When the Government suffers a down grade in it’s credit rating,  it may be foreced to offer a higher rate of interest on the securities it issues to attract capital investors.   Currently, the Government pays approximately 12% of the revenues it takes in to investors through the Government Treasury bonds it has issued.    This means that the Government is now using approximately $300 billion per year to pay interest owed.   The public receives no benefit from this money.   It is, in essence, completely wasted money.  If there is another credit downgrade, or several downgrades, it may force the Government to pay a higher rate of interest on the same Treasury bonds to attract the same investors.

If an extra 1% in interest is paid, this is very significant because it is likely to be a permanent increase rather than a temporary or fluctuating  increase.    In order for the interest payment on bonds to go down, the credit rating issued by Moody’s and Standard and Poor’s would have to be upgraded.    Considering the Government’s large and consistent budget deficits, this scenario is unlikely, especially in the short term.    The extra 1% paid in  interest will represent approximately $10 billion dollars per year, each year, ongoing for those Treasuries issue in that 1 year.   If this is done each year, with a budget deficit of $1 trillion, this is approximately and extra $10 billion every year, on top of the previous year’s trillion.

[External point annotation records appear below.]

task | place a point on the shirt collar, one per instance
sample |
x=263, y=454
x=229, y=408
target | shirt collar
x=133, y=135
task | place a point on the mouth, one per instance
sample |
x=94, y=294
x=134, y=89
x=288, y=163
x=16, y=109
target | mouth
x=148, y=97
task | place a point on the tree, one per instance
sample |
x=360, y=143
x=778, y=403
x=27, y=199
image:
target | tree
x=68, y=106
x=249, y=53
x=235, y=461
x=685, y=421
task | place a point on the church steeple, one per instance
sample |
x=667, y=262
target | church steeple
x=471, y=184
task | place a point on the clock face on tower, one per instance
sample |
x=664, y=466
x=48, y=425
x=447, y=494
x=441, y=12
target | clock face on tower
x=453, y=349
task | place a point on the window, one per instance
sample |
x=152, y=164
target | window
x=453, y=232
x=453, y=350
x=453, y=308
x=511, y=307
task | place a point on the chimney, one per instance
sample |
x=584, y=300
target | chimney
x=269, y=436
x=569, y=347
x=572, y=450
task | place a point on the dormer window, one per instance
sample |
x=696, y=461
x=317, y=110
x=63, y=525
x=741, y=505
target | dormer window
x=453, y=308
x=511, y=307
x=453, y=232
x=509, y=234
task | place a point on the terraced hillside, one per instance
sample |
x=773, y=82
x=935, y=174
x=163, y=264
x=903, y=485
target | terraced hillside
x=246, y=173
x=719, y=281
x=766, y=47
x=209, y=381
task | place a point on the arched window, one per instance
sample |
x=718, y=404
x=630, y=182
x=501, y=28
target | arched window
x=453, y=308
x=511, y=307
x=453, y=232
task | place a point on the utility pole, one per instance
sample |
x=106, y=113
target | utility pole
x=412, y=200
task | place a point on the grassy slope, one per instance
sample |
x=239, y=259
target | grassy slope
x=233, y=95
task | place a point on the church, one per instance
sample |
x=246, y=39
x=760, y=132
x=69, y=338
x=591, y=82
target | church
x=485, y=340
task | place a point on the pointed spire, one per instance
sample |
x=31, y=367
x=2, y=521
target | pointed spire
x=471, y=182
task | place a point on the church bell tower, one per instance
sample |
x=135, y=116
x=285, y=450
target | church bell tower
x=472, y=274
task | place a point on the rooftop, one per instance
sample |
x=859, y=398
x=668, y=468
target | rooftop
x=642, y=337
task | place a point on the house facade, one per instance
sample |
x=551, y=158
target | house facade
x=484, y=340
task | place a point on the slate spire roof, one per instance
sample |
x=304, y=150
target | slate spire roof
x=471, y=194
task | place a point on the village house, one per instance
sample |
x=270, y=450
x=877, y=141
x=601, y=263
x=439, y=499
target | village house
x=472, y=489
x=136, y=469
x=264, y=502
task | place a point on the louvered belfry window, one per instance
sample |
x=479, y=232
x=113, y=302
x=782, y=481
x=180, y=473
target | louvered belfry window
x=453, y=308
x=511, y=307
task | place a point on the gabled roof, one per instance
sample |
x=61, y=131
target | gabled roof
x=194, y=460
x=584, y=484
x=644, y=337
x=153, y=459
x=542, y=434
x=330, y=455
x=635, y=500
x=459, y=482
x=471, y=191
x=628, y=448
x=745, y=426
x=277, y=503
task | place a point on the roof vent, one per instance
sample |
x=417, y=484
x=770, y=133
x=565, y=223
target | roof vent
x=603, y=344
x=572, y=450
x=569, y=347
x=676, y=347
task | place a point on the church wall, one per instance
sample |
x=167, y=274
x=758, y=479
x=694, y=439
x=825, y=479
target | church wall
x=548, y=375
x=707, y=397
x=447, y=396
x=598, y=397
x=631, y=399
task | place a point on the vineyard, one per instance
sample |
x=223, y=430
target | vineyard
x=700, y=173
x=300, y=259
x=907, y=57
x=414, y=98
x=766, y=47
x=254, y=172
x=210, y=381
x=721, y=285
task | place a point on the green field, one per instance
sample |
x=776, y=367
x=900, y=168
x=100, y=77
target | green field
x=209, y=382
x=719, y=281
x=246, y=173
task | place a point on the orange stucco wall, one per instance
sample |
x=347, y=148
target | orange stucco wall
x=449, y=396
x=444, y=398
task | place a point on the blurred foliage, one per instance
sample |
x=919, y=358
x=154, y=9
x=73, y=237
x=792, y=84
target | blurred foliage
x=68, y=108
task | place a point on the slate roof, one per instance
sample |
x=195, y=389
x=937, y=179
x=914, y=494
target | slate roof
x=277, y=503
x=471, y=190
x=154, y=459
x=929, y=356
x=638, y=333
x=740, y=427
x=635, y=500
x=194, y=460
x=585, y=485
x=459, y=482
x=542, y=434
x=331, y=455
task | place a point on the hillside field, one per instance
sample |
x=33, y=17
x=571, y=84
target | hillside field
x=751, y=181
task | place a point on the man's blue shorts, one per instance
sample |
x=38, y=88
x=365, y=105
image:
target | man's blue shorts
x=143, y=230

So how does this affect or decrease services?

This is money that the Government cannot now use, that is previously did use, to fund any services or benefits, including Medicare, Social Security, Education, Military, Highway, unemployment, job training, or any other areas of the budget.   Every year that the Government says it has to reduce the benefits to Medicare and Social Security because of limited funds, those funds that are now being paid in interest could have been used to fund these programs, rather than cut them.    A future post will focus specifically on the dollar amounts per year.